Question

Specific conductance of 0.1M NaCl solution is $1.0 \times {10^{ - 2}}$${\text{ oh}}{{\text{m}}^ - }{\text{c}}{{\text{m}}^ - }$ . Its molar conductance ${\text{ oh}}{{\text{m}}^ - }{\text{c}}{{\text{m}}^{ - 2}}{\text{mo}}{{\text{l}}^{ - 1}}$ is:
A. $1.0 \times {10^2}$
B. $1.0 \times {10^3}$
C. $1.0 \times {10^4}$
D. $1.0$

Answer 1

Hint:Specific conductance (or Conductivity) is the ability of the electrolytic solution to conduct electricity. The electricity produced in the electrolytic solution is due to the flow of cations and anions. Wherein, molar conductivity is defined as the amount of electricity passed per mole concentration of the solution.

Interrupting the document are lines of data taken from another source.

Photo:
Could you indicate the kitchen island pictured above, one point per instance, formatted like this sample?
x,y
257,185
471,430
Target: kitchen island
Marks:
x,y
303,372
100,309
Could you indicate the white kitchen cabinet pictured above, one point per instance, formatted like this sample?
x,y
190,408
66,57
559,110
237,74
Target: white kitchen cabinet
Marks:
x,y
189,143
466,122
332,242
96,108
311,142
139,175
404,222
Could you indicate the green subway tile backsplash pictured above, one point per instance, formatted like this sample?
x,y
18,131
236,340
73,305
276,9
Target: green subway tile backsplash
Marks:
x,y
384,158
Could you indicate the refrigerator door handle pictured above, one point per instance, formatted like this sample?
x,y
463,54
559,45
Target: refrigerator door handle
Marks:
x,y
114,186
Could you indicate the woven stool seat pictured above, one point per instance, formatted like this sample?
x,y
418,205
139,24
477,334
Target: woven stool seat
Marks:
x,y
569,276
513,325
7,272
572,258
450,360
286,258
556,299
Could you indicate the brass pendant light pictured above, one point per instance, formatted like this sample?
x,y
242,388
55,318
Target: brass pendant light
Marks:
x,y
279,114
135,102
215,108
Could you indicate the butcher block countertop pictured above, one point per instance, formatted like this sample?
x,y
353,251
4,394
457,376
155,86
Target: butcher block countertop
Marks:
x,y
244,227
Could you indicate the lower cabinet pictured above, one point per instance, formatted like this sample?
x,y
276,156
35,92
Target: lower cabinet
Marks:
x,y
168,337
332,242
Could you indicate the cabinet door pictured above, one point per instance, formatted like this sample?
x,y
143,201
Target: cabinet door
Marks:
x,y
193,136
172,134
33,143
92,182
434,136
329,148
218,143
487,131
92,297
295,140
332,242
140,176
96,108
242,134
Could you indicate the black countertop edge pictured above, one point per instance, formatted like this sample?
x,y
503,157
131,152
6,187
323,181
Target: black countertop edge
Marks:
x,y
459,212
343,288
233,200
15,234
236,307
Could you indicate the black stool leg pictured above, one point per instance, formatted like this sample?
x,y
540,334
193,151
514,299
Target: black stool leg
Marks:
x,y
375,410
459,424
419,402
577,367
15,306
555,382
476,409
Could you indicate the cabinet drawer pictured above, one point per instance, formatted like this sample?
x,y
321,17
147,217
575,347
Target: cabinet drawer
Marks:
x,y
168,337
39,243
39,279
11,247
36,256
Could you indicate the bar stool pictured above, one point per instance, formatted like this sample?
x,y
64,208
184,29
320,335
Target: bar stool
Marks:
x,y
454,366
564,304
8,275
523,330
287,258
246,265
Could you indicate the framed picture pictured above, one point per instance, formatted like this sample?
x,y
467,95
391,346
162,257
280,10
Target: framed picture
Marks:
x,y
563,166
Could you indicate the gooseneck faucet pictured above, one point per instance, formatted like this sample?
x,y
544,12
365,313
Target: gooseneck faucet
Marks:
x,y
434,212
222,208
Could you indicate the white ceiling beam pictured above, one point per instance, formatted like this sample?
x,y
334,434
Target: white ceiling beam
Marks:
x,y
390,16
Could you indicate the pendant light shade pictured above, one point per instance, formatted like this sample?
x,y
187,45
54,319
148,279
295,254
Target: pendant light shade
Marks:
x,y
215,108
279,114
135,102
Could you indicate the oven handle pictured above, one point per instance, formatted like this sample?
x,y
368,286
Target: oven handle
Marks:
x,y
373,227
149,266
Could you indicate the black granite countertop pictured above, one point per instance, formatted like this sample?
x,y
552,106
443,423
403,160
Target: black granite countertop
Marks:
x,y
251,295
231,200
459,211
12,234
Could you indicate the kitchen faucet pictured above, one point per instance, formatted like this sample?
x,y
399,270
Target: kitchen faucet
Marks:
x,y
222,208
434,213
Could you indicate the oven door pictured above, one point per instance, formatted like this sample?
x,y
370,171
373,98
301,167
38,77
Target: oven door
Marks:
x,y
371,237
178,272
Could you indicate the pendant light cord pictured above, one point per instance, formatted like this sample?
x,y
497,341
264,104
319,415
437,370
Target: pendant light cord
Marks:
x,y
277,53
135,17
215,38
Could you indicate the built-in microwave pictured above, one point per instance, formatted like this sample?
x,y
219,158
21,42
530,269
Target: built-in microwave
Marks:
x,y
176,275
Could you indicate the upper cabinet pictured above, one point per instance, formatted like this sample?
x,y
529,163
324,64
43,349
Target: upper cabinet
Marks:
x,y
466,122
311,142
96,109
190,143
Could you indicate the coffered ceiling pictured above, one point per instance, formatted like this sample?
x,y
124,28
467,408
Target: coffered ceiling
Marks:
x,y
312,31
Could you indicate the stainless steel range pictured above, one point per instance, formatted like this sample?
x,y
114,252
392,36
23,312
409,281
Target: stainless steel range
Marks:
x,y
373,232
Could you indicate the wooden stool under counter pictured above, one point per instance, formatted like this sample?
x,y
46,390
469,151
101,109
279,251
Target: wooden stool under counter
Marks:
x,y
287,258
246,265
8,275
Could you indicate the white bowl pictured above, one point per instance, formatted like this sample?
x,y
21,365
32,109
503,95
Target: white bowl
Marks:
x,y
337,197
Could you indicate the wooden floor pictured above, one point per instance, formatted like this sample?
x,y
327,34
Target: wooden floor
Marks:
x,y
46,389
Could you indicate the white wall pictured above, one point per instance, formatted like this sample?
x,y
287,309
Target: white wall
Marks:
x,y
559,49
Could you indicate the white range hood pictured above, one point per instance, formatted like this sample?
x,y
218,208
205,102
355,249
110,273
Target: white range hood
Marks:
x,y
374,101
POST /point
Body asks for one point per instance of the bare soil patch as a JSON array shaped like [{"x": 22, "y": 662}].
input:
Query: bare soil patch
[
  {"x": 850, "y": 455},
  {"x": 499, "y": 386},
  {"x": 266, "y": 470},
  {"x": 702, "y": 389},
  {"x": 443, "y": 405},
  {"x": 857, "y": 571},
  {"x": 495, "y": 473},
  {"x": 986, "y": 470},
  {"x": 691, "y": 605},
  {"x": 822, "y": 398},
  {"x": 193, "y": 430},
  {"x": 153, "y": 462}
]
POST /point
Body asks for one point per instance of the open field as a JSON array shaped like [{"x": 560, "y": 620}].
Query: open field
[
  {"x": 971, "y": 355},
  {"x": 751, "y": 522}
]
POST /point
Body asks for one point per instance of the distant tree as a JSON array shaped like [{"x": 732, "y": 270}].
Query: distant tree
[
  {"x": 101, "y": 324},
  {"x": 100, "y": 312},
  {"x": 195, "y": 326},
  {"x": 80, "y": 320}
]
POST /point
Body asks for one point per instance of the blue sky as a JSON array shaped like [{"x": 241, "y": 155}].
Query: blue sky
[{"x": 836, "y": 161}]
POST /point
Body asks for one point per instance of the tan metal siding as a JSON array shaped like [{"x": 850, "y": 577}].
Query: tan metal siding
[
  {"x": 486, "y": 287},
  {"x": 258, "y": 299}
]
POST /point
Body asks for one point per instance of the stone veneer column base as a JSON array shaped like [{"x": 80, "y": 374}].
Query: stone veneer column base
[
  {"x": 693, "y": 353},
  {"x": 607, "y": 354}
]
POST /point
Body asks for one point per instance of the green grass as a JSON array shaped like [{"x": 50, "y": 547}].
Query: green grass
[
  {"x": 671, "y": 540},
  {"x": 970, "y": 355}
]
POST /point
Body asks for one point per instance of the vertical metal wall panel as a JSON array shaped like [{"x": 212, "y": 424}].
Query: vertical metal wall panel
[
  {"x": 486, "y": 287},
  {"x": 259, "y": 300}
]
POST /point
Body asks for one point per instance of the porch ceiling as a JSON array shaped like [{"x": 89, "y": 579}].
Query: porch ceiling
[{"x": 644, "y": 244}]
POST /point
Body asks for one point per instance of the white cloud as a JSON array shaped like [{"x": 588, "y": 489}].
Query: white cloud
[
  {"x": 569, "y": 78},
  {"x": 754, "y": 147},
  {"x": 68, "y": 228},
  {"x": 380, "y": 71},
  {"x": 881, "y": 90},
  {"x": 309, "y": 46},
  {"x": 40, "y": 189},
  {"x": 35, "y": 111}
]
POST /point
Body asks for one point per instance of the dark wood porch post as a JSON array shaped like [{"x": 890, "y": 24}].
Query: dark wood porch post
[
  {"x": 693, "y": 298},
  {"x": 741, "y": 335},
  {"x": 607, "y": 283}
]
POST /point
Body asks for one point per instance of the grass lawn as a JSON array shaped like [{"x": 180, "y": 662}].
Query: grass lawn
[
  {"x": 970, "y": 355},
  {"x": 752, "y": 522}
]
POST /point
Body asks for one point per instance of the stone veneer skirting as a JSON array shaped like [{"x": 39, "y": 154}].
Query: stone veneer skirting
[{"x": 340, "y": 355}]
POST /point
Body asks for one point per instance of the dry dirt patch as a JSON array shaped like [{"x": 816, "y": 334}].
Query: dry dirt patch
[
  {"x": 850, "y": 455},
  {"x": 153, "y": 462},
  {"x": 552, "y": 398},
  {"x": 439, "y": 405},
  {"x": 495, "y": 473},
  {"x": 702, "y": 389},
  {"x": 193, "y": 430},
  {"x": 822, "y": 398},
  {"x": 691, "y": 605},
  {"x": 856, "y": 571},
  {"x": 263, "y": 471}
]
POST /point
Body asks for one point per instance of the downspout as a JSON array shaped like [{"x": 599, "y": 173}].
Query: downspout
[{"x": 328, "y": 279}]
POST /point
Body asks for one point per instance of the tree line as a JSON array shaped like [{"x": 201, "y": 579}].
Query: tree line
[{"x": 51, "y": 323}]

Formula used: ${ \wedge _{\text{m}}} = \dfrac{{{\text{K}} \times {\text{1000}}}}{{\text{M}}}$ , Where K (kappa) is specific conductance
 M = molarity
${ \wedge _{\text{m}}}$ (Greek, lambda) = molar conductance

Complete step by step answer:
The question has given us the two quantities required to calculate the molar conductance of the solution.
K = $1.0 \times {10^{ - 2}}$${\text{ oh}}{{\text{m}}^ - }{\text{c}}{{\text{m}}^ - }$
M = 0.1 M
putting up the values in the formula gives us molar conductance as;
$ \Rightarrow { \wedge _{\text{m}}} = \dfrac{{{\text{K}} \times {\text{1000}}}}{{\text{M}}}$
$ \Rightarrow { \wedge _{\text{m}}} = \dfrac{{1.0 \times {{10}^{ - 2}} \times {\text{1000}}}}{{0.1}}$ ( now by carrying basic arithmetic operations we will solve the following)
$ \Rightarrow { \wedge _{\text{m}}} = \dfrac{{1.0 \times {{10}^{ - 2}} \times {\text{1}}{{\text{0}}^3}}}{{0.1 \times \dfrac{{10}}{{10}}}}$ ( we have divided and multiplied 10 by molarity to ease our solution, since $\dfrac{{10}}{{10}}$ = 1 )
$ \Rightarrow { \wedge _{\text{m}}} = \dfrac{{1.0 \times {{10}^{ - 2}} \times {\text{1}}{{\text{0}}^3}}}{{1.0 \times {{10}^{ - 1}}}}$
$ \Rightarrow { \wedge _{\text{m}}} = \dfrac{{1.0 \times {{10}^{ - 2}} \times {\text{1}}{{\text{0}}^3} \times {{10}^1}}}{{1.0}}$
$ \Rightarrow { \wedge _{\text{m}}} = \dfrac{{1.0 \times {{10}^{ - 2}} \times {\text{1}}{{\text{0}}^4}}}{{1.0}}$
$ \Rightarrow { \wedge _{\text{m}}} = \dfrac{{1.0 \times {{10}^2}}}{{1.0}}$
$ \Rightarrow { \wedge _{\text{m}}} = 1.0 \times {10^2}$${\text{ oh}}{{\text{m}}^ - }{\text{c}}{{\text{m}}^{ - 2}}{\text{mo}}{{\text{l}}^{ - 1}}$

Hence, the correct answer is option (A) i.e., $1.0 \times {10^2}$

Additional information:
The molarity of a solution is defined as the number of moles of solute present in per litre of the solution and the formula can be written as;
${\text{Molarity = }}\dfrac{{{\text{No}}{\text{. of moles}}}}{{{\text{volume of the solution(L)}}}}$

Note: The formula used to calculate the molar conductance varies with the units mentioned. E.g., if the value of specific conductance was given in ${\text{S}}{{\text{m}}^ - }$ and the concentration in ${\text{mol}} \times {{\text{m}}^{ - 3}}$, then the formula for molar conductance would have been ${ \wedge _{\text{m}}} = \dfrac{{\text{K}}}{{\text{c}}}$ and its units would be ${\text{S}} \times {{\text{m}}^{ - 3}} \times {\text{mo}}{{\text{l}}^{ - 1}}$. Therefore, it is important to pay attention to the units of specific conductance, before calculating the molar conductance.